La moitié du bétail détenu par les éleveurs dans de nombreux villages autour des grandes villes appartient d'ailleurs aux citadins (commerçants et élites administratives). Cette relation de travail permet aux éleveurs d'avoir plus facilement accès aux aliments pour bétail vendus en ville (tourteaux, sons...). En effet, les hommes d'affaires de Garoua peuvent plus facilement acheter du tourteau de coton pour lequel il existe une forte spéculation du fait de leurs relations et la proximité avec les commerçants et la SODECOTON. Les éleveurs qui gardent le bétail de ces citadins peuvent ainsi y avoir accès.

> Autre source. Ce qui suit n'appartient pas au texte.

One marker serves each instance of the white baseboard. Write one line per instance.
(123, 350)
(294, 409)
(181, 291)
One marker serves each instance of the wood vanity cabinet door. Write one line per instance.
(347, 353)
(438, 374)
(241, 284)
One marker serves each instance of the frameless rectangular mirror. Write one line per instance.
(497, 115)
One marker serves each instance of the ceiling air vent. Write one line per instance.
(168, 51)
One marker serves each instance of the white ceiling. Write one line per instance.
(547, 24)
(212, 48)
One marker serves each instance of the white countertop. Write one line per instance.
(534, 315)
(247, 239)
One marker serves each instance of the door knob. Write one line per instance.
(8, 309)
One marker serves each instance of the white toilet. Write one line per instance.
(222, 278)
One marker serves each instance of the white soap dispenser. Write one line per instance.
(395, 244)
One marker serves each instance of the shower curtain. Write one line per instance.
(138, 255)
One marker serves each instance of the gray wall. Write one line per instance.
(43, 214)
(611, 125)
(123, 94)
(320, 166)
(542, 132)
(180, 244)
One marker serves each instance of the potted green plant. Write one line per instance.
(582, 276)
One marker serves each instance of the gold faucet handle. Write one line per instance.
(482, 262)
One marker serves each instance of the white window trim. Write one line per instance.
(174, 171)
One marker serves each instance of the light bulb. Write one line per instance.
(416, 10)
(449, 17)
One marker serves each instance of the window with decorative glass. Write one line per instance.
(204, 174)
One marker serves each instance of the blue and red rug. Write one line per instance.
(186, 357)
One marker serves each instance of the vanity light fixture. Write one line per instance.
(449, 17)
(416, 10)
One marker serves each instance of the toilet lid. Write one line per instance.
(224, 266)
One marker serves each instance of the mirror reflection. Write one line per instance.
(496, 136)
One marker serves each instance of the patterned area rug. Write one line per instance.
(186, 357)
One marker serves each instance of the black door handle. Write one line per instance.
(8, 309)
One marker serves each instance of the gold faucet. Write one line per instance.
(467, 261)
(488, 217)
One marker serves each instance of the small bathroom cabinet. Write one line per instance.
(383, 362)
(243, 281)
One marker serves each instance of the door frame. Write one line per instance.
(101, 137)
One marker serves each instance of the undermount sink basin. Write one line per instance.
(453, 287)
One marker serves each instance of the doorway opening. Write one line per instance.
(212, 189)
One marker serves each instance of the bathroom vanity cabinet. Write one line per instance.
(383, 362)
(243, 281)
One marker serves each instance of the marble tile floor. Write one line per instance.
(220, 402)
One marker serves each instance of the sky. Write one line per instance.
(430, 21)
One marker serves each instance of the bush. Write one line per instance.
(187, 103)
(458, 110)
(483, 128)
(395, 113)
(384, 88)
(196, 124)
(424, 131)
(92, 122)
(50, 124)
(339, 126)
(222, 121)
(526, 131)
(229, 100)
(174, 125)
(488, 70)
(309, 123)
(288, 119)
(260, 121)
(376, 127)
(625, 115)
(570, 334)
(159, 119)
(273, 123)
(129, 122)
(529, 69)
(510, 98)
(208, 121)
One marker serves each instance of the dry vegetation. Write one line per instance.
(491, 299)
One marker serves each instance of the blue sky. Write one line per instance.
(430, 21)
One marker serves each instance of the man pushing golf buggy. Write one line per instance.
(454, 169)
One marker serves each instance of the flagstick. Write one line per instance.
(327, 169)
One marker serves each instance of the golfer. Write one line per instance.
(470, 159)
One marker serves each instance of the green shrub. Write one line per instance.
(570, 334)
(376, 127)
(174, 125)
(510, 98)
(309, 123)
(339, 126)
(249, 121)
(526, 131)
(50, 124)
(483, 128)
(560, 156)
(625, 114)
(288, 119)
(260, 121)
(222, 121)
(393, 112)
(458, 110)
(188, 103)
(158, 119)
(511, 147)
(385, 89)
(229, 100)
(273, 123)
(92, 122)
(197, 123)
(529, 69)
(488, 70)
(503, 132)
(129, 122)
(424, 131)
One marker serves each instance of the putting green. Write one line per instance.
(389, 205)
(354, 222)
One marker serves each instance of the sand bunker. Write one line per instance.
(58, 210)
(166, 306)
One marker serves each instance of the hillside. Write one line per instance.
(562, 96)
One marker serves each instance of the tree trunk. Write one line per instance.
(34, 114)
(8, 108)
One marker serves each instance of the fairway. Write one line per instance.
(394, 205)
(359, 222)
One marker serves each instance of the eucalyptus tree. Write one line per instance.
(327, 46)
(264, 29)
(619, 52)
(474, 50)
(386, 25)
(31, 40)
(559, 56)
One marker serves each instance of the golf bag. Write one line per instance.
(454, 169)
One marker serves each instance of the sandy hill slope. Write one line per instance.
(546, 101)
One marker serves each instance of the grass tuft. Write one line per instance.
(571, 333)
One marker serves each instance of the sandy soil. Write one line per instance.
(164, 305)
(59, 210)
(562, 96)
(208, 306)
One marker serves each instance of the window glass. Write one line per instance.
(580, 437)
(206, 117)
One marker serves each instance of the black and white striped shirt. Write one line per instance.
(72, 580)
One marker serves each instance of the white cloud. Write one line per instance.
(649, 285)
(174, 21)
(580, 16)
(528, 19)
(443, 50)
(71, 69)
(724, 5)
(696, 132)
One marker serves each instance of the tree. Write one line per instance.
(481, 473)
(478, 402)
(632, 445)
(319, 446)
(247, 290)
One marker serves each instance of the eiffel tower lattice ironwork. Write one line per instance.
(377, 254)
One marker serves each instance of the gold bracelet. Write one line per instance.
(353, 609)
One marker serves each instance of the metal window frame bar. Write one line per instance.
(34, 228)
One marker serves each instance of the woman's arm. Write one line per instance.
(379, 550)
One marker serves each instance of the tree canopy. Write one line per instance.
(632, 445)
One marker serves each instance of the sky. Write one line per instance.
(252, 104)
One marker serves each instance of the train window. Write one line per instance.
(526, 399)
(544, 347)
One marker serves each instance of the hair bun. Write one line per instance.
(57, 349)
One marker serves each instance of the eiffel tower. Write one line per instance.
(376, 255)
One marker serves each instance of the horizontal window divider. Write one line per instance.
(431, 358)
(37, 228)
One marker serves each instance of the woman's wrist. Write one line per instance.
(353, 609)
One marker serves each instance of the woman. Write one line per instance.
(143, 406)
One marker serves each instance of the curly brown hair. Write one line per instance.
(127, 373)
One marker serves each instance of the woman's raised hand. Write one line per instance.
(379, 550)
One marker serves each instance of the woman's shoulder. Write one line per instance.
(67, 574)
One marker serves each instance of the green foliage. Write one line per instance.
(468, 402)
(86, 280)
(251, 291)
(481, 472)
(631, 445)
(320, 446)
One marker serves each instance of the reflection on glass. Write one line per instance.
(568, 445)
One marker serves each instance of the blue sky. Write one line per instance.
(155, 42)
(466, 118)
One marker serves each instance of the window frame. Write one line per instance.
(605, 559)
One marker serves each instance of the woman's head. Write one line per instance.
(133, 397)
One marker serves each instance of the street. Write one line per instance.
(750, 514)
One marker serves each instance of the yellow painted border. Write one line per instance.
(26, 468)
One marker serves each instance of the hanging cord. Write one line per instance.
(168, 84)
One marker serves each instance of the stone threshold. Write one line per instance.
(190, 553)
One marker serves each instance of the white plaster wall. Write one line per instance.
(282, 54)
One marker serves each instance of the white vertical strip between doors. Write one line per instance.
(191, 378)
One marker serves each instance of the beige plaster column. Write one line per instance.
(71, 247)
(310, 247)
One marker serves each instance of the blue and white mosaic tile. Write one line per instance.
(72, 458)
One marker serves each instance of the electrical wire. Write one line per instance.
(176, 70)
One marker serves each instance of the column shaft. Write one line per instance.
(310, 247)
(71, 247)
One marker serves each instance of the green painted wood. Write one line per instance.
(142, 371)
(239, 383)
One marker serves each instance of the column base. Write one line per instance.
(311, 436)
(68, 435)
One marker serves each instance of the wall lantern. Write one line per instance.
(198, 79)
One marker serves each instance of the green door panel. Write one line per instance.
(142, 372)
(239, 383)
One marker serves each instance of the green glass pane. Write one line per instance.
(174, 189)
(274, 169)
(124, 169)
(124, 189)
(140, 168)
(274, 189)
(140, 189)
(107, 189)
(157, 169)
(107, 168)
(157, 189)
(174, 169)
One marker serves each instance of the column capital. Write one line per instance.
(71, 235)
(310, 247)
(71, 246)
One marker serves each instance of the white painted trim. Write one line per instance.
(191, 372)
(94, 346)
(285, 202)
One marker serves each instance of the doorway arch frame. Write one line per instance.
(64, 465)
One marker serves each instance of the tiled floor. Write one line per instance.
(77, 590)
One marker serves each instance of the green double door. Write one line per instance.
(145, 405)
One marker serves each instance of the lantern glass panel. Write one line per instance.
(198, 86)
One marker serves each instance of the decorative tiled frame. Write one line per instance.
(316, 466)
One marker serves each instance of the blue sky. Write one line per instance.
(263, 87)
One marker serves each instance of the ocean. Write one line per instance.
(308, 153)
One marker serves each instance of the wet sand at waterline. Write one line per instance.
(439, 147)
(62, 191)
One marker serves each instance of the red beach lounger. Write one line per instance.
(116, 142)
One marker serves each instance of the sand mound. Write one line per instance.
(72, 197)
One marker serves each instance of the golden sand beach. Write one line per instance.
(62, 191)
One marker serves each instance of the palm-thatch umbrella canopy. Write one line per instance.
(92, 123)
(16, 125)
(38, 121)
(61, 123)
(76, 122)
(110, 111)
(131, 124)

Ils utilisent également ces relations pour accéder à certains espaces de pâturage.

Par ailleurs, les éleveurs utilisent leurs relations avec les citadins pour limiter les effets des conflits avec les autres acteurs. Quels que soient les animaux ayant fait des dégâts, on déclare systématiquement qu'ils appartiennent aux citadins. Ces derniers ayant le pouvoir, grâce à leurs relations avec les instances de justice, de limiter les dédommagements.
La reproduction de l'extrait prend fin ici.